If you were to ask any patron of the present Continental tour for his first impression, he would probably note the excellence of the travelling arrangements. Tickets are free, or rather they are not necessary. It is impossible to miss your train: the columns of them thunder without haste and without rest from the remotest station back at home to the ultimate railhead where their thunder dies in that of the guns. The sea-lacunæ are obliterated by an all but unbroken bridge of untorpedoed transports. Delays due to loss of luggage are unknown. You may, indeed, lose your luggage, but you do not delay. There are no tips on this journey, and it would be idle to book seats in advance. An avoidable expense, for you will get there without them. Either with a draft, a post of minor importance but yet of some; or with your battalion in all the pomp and circumstance of war; or, likely enough, in these latter days as an isolated officer reinforcement with a typed telegram and a moving order, you will arrive. Of course there are incidental divagations. With traffic rigidly scheduled and regulated as it must be, an occasional traveller is to be found who has lost his way and has perhaps accomplished ten kilometres between dawn and dusk. I met one such, and said—
“You seem to have lost your unit?”
“Lost my unit?” he replied with intense rancour. “I have lost my company, lost my battalion, lost my brigade, lost my division, my corps. A little more and I shall have lost the b——y British Expeditionary Force.”

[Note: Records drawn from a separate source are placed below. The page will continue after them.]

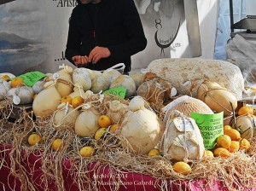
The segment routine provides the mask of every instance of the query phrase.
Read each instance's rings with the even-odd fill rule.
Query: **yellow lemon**
[[[155,148],[151,149],[148,153],[148,156],[150,158],[156,158],[159,157],[160,155],[160,151]]]
[[[73,108],[78,107],[80,104],[84,103],[84,100],[81,96],[76,96],[72,99],[72,106]]]
[[[203,157],[207,157],[207,158],[210,158],[210,159],[213,159],[214,155],[213,155],[213,153],[212,151],[205,150]]]
[[[188,175],[192,171],[190,165],[183,161],[175,163],[172,168],[174,171],[185,176]]]
[[[91,157],[94,153],[95,149],[92,147],[84,147],[79,151],[79,154],[82,157]]]
[[[229,124],[226,124],[226,125],[224,125],[224,126],[223,127],[223,130],[224,130],[224,134],[225,134],[225,131],[226,131],[227,130],[230,130],[230,129],[232,129],[232,127],[231,127],[230,125],[229,125]]]
[[[63,148],[63,147],[64,147],[64,142],[62,139],[59,139],[59,138],[53,141],[51,144],[51,148],[55,151],[60,151]]]
[[[253,114],[254,111],[253,108],[250,106],[243,106],[238,110],[238,115],[243,115],[246,113]]]
[[[217,138],[217,146],[224,148],[229,148],[231,144],[231,138],[227,135],[221,135]]]
[[[97,131],[95,134],[95,139],[96,140],[99,140],[102,137],[102,136],[105,134],[106,132],[106,128],[100,128],[99,130],[97,130]]]
[[[33,133],[28,136],[27,142],[28,144],[33,146],[40,142],[42,137],[38,134]]]
[[[111,119],[107,115],[102,115],[98,119],[98,124],[102,128],[106,128],[111,124]]]
[[[239,143],[240,148],[248,151],[251,148],[251,144],[247,139],[241,139]]]
[[[222,158],[227,158],[230,156],[230,153],[224,148],[218,148],[213,151],[213,154],[215,157],[222,157]]]

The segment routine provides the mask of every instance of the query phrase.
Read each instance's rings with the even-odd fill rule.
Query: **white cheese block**
[[[237,100],[242,98],[241,72],[228,61],[201,58],[158,59],[153,61],[147,70],[170,82],[179,95],[196,97],[198,85],[208,79],[230,90]]]

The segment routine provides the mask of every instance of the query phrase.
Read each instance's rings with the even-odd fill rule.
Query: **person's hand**
[[[89,59],[88,59],[88,56],[86,56],[86,55],[84,55],[84,56],[82,56],[82,55],[73,56],[72,61],[73,61],[75,66],[77,66],[77,67],[79,65],[86,66],[90,62]]]
[[[96,64],[102,58],[108,58],[111,55],[111,53],[108,48],[105,47],[95,47],[89,55],[90,62]]]

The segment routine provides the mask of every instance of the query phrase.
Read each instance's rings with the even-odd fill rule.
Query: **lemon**
[[[205,150],[203,156],[210,158],[210,159],[213,159],[214,158],[213,153],[212,151],[209,151],[209,150]]]
[[[102,136],[105,134],[106,132],[106,128],[100,128],[99,130],[97,130],[97,131],[95,134],[95,139],[96,140],[99,140],[102,137]]]
[[[106,128],[111,124],[111,119],[107,115],[102,115],[98,119],[98,124],[101,127]]]
[[[40,142],[42,137],[38,134],[33,133],[28,136],[27,142],[31,146],[36,145]]]
[[[215,157],[222,157],[222,158],[227,158],[230,156],[230,153],[224,148],[218,148],[213,151],[213,154]]]
[[[91,157],[94,153],[95,149],[92,147],[84,147],[79,151],[79,154],[82,157]]]
[[[241,139],[239,143],[240,148],[248,151],[251,148],[251,144],[247,139]]]
[[[64,142],[62,139],[55,139],[52,144],[51,144],[51,148],[55,150],[55,151],[59,151],[61,150],[63,148],[64,146]]]

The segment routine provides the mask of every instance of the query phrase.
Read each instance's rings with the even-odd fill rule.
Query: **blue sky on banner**
[[[19,0],[0,5],[0,32],[15,33],[32,40],[47,36],[44,2]]]

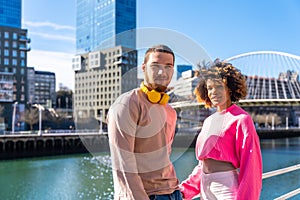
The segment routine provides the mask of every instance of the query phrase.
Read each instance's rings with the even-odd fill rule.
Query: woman
[[[180,185],[184,199],[253,199],[260,196],[262,159],[251,116],[234,102],[245,98],[246,79],[230,63],[202,71],[199,102],[217,112],[205,119],[196,143],[199,164]]]

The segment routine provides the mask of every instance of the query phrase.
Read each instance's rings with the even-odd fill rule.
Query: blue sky
[[[74,88],[75,0],[23,0],[22,28],[28,29],[28,66],[56,73]],[[300,56],[300,1],[137,0],[137,28],[179,32],[214,59],[252,51]],[[178,63],[180,64],[180,63]]]

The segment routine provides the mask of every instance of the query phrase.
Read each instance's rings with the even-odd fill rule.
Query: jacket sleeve
[[[133,109],[133,110],[132,110]],[[134,155],[137,116],[135,105],[115,102],[109,110],[108,137],[115,199],[149,199]]]
[[[240,160],[237,199],[258,200],[262,188],[262,157],[259,138],[249,115],[237,125],[236,139]]]
[[[193,172],[179,186],[184,199],[189,200],[200,194],[201,173],[202,161],[199,161],[199,164],[194,168]]]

Indubitably it is the perfection of transportation. Napoleon said, or is supposed to have said, that an army, like a snake, moves on its belly. The truth is, of course, that the art of war is, as to six-sevenths of it, the art of carrying heavy things from one place to another. You have got to move obvious necessaries, such as food and fuel and housing-timber and spare clothes; and human frames—that to marching men are heavier at the end of a long day than anything in the world; and rifles, bayonets and bombs, the ultimate ratio decidendi of all operations; and shells that look like death, and weigh as much as a model bungalow; and frowning Frankensteins of guns that look like the Day of Judgment, and weigh as much as a small foundry; and the wounded who come back with the Cross, steeped in blood, to stand as a fit symbol of their sacrifice. But you must move a great deal that is less obvious and more necessary. When you export an army such as ours, which is in reality a nation and not a small one, you must send with it a government. Now knowledge, and the administrative body in which it expresses itself, is of all things the most difficult to export. This scheme of transportation is the first miracle of sheer brain-power that strikes you, but it is not the greatest. I do not scruple to say that as a study in government, that is to say, in the efficient conduct of human things in the mass, the present army, as organised through G.H.Q., is far more impressive than most civil constitutions.

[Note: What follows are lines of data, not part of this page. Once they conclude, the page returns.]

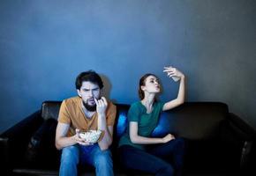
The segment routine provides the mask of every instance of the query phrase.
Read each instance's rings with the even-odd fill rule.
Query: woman
[[[179,79],[177,99],[166,103],[156,101],[160,92],[159,80],[146,74],[139,80],[140,101],[133,103],[128,112],[129,128],[119,141],[120,160],[127,169],[139,170],[155,175],[181,175],[184,140],[171,134],[162,138],[151,137],[162,111],[174,108],[184,101],[184,76],[173,67],[164,67],[169,77]],[[171,158],[172,165],[164,160]]]

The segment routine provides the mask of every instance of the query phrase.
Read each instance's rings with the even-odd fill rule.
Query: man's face
[[[77,90],[78,94],[83,99],[83,104],[86,108],[90,110],[90,107],[94,109],[96,103],[94,99],[99,99],[101,97],[101,89],[98,84],[94,84],[88,81],[84,81],[80,90]],[[88,107],[88,108],[87,108]]]

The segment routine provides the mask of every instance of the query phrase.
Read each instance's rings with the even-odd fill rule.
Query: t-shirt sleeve
[[[107,125],[114,126],[115,119],[117,116],[117,106],[112,103],[109,104],[109,107],[107,113]]]
[[[67,123],[67,124],[71,123],[71,118],[70,118],[70,114],[69,114],[69,111],[68,111],[65,100],[64,100],[60,106],[57,121],[58,122],[61,122],[61,123]]]
[[[160,113],[161,113],[162,111],[162,107],[163,107],[165,103],[160,101],[157,104],[158,104],[157,106],[159,106],[159,109],[160,109]]]
[[[139,108],[137,104],[132,104],[128,111],[128,121],[139,121]]]

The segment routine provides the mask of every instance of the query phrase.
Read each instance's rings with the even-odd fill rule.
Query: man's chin
[[[83,104],[87,110],[91,111],[91,112],[96,111],[96,104],[94,104],[94,105],[88,105],[87,103],[83,103]]]

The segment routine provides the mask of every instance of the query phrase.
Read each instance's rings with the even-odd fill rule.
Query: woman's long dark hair
[[[147,77],[148,77],[149,76],[154,76],[154,77],[157,77],[155,75],[154,75],[152,73],[147,73],[142,77],[140,77],[139,84],[139,92],[138,92],[140,100],[142,100],[145,98],[145,93],[144,93],[143,90],[141,89],[141,86],[145,85],[145,81],[146,81]]]

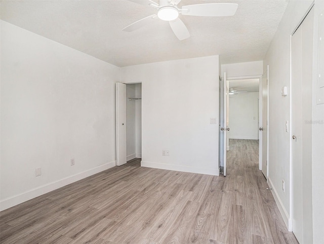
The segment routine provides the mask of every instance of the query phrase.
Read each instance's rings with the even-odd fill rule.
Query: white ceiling
[[[235,15],[181,16],[191,37],[179,41],[169,23],[153,20],[132,32],[122,31],[156,13],[127,0],[1,0],[1,19],[118,66],[219,55],[222,63],[262,60],[288,4],[287,0],[182,0],[182,5],[238,4]]]
[[[246,79],[229,81],[229,88],[237,91],[256,92],[259,91],[259,79]]]

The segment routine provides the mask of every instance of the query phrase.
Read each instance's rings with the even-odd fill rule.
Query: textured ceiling
[[[156,1],[157,2],[157,1]],[[156,13],[127,0],[1,1],[1,19],[118,66],[219,55],[222,63],[262,60],[286,0],[182,0],[183,5],[238,4],[235,15],[181,16],[191,37],[179,41],[169,23],[122,29]]]
[[[231,80],[229,88],[237,91],[256,92],[259,91],[259,79],[247,79],[244,80]]]

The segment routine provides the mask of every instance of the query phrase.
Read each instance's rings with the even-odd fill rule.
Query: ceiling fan
[[[246,92],[248,92],[246,91],[237,91],[237,90],[235,90],[234,88],[229,88],[229,92],[228,93],[228,94],[230,95],[233,95],[233,94],[236,95],[237,94],[238,94],[238,93],[245,93]]]
[[[169,21],[171,29],[179,40],[190,37],[188,29],[178,17],[179,14],[195,16],[230,16],[237,9],[237,4],[210,3],[194,4],[179,8],[181,0],[159,0],[159,4],[153,0],[128,0],[142,5],[149,6],[157,10],[156,14],[150,15],[131,24],[123,30],[133,31],[151,22],[152,19],[159,19]]]

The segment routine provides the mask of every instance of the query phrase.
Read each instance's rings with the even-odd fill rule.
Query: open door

I do not speak merely of the actual Higher Command. Your heads of that must carry all the apparatus of all its range from minor tactics to military statesmanship. Note, rather, then, when you send an army you must send a Treasury, a General Post Office, a Judiciary and Record Office, and one hardly knows what beside. Your quartermaster-general has got to be the Selfridge of six million gaily grumbling customers, who are perpetually on the move. A mere battalion quartermaster must possess qualities that would win a fortune in a large suburban shop.

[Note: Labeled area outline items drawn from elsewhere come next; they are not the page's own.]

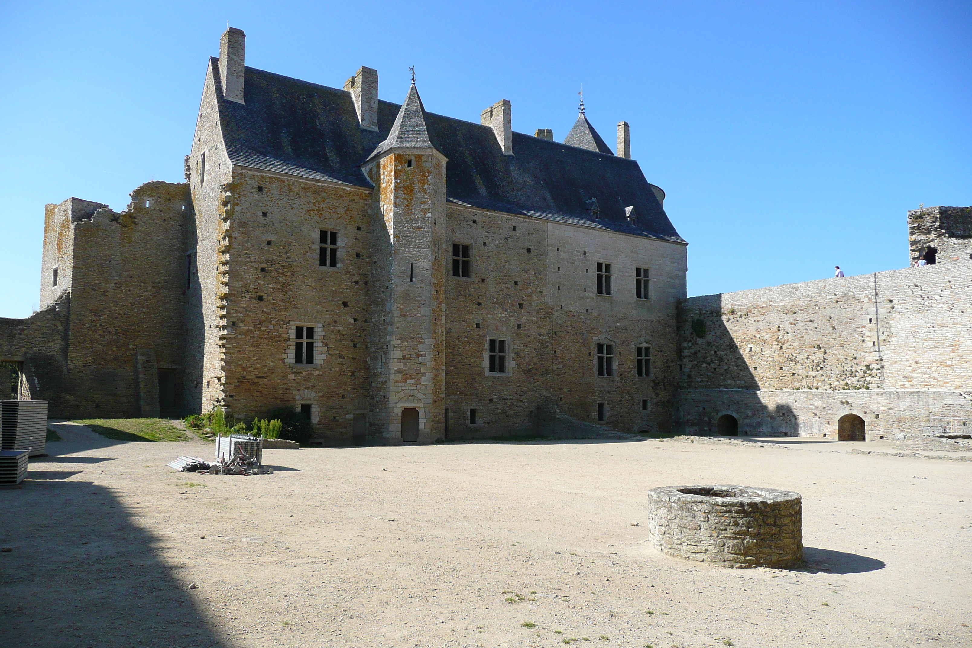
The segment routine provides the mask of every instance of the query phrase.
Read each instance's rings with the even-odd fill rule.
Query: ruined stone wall
[[[44,208],[44,245],[41,251],[41,310],[53,305],[71,291],[74,259],[74,223],[90,220],[94,212],[108,205],[90,200],[68,198]],[[54,270],[57,281],[54,283]]]
[[[0,318],[0,362],[20,372],[21,400],[47,400],[50,416],[63,416],[72,389],[67,373],[70,294],[29,318]]]
[[[911,263],[929,248],[935,263],[972,261],[972,207],[925,207],[908,212]]]
[[[687,434],[714,434],[719,417],[739,422],[742,436],[838,438],[838,422],[853,414],[867,440],[895,439],[928,426],[972,433],[972,394],[932,390],[680,390],[676,412]]]
[[[972,264],[693,297],[679,311],[677,417],[715,431],[836,433],[860,416],[868,438],[972,420]],[[944,424],[941,424],[944,425]]]
[[[183,368],[188,188],[146,183],[131,199],[74,224],[65,399],[78,416],[157,416],[158,369]],[[177,403],[182,392],[177,379]]]
[[[52,417],[158,416],[158,370],[182,399],[186,185],[147,183],[128,209],[71,198],[48,205],[46,308],[0,326],[4,359],[21,361],[30,397]],[[63,279],[63,283],[62,283]],[[50,299],[55,301],[48,303]]]
[[[184,315],[188,345],[184,380],[187,407],[192,412],[226,404],[223,336],[226,333],[226,289],[231,263],[226,244],[232,227],[234,203],[231,165],[220,129],[218,91],[219,65],[210,59],[192,148],[186,160],[195,206],[187,240],[192,274]]]

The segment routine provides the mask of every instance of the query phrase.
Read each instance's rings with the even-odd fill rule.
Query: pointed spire
[[[587,120],[587,116],[584,115],[583,99],[581,99],[580,103],[580,115],[577,116],[577,120],[574,121],[573,128],[571,128],[571,132],[567,134],[564,144],[577,147],[578,149],[597,151],[608,155],[614,154],[610,148],[605,144],[605,141],[601,139],[601,136],[598,135],[598,131],[594,130],[591,122]]]
[[[434,149],[429,139],[429,129],[425,122],[425,107],[412,81],[405,101],[395,118],[392,130],[385,141],[378,145],[368,159],[373,159],[391,149]]]

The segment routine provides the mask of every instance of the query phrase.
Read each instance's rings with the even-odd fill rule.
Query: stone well
[[[782,567],[803,559],[799,493],[750,486],[666,486],[648,491],[654,547],[726,567]]]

And it is possible to overlook the service of information—the signallers. Everywhere the army goes it lays behind it a tentacular network of news-carrying wire. The arm of its reporting power is indefinitely longer than that of any Associated Press. From the company dug-out in the front trench to Sir Douglas Haig, and from him to Whitehall, there is no gap. On the earth, beneath it and above, this nerve-system extends: aeroplane, observation balloon, patrol, vedette, sniping-post, all collect their varying toll of fact and surmise; electricity, drilled to the use of the men who wear the blue-and-white bands, vibrates it on to its destination. And so is this particular area of the army cerebrum kept alive and alert. I have hardly spoken of the A.S.C., of the endless chain of supply that for ever runs and returns on its infallible cogs about the roads and railways.
There are other, many other, things to admire as patterns of organisation. It is what our subalterns, with their strict and shy economy of speech, describe as a “great show.” All the world has heard of carrying on. But it was first of all necessary to carry. And we have carried to war across the seas not a mere army, but a people in arms.